One of the Best Minds in Fashion, Former Model and the Creative Director of American Vogue Magazine
Grace Coddington Speech Sample
Brief Biography:
“If Wintour is the Pope . . . , Coddington is Michelangelo, trying to paint a fresh version of the Sistine Chapel twelve times a year,” Time magazine said in 2009, after Vogue’s creative director rather unexpectedly was launched into the public consciousness by the hit documentary The September Issue. Filmmaker R. J. Cutler’s revealing look at the inner workings of a fashion magazine brought into focus the high art and down-to-earth dedication Grace Coddington has always brought to the lavish portfolios at the heart of each issue.
For more than four decades, Coddington—a onetime model turned master stylist—has collaborated with the best photographers and hair and makeup artists in the business to create what amount to moving pictures on the page. An Yves Saint Laurent–clad Alice (played by model Natalia Vodianova) tumbles down the rabbit hole with the White Rabbit (the designer Tom Ford); a Toto-toting Dorothy (actually the actress Keira Knightley) vogues on the Yellow Brick Road in head-to-toe Lanvin.

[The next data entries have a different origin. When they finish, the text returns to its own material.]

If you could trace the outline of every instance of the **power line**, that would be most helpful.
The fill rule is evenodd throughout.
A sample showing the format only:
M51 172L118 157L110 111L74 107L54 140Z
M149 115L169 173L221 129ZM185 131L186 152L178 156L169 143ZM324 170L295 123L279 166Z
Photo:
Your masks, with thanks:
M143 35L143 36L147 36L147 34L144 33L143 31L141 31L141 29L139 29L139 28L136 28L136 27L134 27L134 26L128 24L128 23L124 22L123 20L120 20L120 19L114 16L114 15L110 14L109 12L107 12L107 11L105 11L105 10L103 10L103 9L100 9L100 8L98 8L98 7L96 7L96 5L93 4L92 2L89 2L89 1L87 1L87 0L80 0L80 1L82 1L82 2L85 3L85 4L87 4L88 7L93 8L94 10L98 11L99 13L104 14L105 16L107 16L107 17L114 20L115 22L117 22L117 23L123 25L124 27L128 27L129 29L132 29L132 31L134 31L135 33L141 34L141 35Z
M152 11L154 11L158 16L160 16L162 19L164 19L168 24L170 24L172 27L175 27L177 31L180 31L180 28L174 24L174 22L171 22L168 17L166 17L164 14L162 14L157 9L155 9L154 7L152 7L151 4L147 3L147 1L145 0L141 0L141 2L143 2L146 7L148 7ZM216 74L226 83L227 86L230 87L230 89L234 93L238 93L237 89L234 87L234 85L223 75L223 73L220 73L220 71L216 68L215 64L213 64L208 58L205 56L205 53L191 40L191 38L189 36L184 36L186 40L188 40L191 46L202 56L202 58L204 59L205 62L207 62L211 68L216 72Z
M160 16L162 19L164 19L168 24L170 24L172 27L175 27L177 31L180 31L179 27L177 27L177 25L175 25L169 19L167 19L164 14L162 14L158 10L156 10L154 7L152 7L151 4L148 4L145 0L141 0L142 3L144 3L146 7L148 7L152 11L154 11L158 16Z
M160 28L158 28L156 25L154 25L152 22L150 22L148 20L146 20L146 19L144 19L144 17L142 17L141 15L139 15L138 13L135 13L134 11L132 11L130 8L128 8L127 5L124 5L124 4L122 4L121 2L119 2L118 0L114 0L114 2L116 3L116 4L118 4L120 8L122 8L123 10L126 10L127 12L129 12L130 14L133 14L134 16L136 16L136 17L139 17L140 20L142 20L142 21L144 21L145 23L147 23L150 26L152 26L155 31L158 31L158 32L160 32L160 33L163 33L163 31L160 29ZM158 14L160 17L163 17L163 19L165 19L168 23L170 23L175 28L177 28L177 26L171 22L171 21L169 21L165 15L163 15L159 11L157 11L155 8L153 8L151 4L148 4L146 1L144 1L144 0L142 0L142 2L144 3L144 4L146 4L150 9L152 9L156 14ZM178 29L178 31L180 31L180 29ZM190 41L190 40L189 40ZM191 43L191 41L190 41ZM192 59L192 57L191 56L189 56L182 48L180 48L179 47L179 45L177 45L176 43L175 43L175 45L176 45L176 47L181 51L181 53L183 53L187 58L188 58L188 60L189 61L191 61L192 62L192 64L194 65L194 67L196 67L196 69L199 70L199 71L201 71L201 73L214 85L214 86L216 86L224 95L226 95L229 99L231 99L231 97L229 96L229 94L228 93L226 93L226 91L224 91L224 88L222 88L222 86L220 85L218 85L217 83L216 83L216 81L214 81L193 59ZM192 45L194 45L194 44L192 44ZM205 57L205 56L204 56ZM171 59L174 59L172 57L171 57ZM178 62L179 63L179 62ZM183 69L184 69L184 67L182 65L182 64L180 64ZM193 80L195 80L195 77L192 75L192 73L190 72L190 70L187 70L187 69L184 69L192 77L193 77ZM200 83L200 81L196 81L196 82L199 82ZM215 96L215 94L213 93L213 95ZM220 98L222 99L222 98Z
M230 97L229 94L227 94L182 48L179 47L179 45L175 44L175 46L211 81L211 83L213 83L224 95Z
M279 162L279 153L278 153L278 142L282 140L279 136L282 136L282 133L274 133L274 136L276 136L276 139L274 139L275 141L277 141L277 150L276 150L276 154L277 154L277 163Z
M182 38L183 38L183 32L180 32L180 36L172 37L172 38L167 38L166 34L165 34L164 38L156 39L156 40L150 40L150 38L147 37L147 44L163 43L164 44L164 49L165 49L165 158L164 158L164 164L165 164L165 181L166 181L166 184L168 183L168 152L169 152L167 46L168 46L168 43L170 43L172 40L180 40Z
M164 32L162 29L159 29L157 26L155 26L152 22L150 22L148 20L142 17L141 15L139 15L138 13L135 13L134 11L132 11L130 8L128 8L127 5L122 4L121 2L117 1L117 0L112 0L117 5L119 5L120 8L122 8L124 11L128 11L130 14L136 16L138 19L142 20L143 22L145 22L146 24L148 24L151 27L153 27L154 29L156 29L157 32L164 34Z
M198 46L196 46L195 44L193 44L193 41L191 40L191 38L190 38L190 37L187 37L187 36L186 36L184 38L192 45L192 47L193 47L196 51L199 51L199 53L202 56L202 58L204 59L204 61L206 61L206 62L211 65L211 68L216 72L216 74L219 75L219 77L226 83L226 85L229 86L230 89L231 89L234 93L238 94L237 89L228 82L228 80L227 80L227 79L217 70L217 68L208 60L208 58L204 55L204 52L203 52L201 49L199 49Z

Each of Coddington’s fantasias has a practical purpose, as well: to showcase the season’s most important runway looks. “She has an incredible instinct for the next thing,” the fashion critic Suzy Menkes has said. Coddington’s halo of flame-red hair is a familiar sight in the front row at fashion shows, where she sketches all the numbers that catch her eye. A visual narrative of sorts is assembled on the racks that line the hallways of Vogue’s headquarters in Times Square; it might look like a jumble of sequins, fur, tulle, feathers, and leather, but, she has said, “I have a sequence, a kind of story, in mind.”
Before Coddington became “Fash Ed. Supreme”—as the Absolutely Fabulous television character Patsy Stone once referred to Grace, her idol—she was the Cod, one of the most-photographed faces of sixties Swinging London. She modeled minis for Mary Quant and cutting-edge hairstyles for Vidal Sassoon, who gave her a radical geometric bob that catapulted them both to fame. Coddington was a “huge celebrity in that world, an incredible beauty,” Anna Wintour, Vogue’s editor in chief, once recalled. “I was in awe of her.”
There was no such thing as a stylist when Coddington got her start: The girls all carried their own wigs, makeup, and jewelry, transforming themselves to suit the job. Grace seemed to have a particular knack for this, always pulling just the right piece out of her bag. As the decade came to a close, she turned that talent into a career as a fashion editor. At British Vogue, she began making the fantasy travelogues that would become her signature. She went to great lengths to get the shot. For her mentor, the photographer Norman Parkinson, she climbed a Grecian column to set off smoke bombs at the feet of her model, Apollonia van Ravenstein. For the exacting Guy Bourdin she tipped vats of cerulean-blue dye into the ocean to achieve the brilliant shade he demanded. Once, she hatched a scheme with the seventies übermodel Jerry Hall to smuggle exposed rolls of film from a Norman Parkinson shoot out of the USSR in Hall’s makeup bag. All “in pursuit of fashion glory,” Coddington wrote in the 2002 chronicle of her work, Grace: Thirty Years of Fashion at Vogue.
Since 1988, she has been Vogue’s creative leader, encouraging the team to push beyond the frame. “I like to give the photographer a starting point and then let him or her go as far as possible,” she told the magazine in 1993. Wrote Wintour, in the preface to Grace: “[S]he inspires and challenges them like no one else.”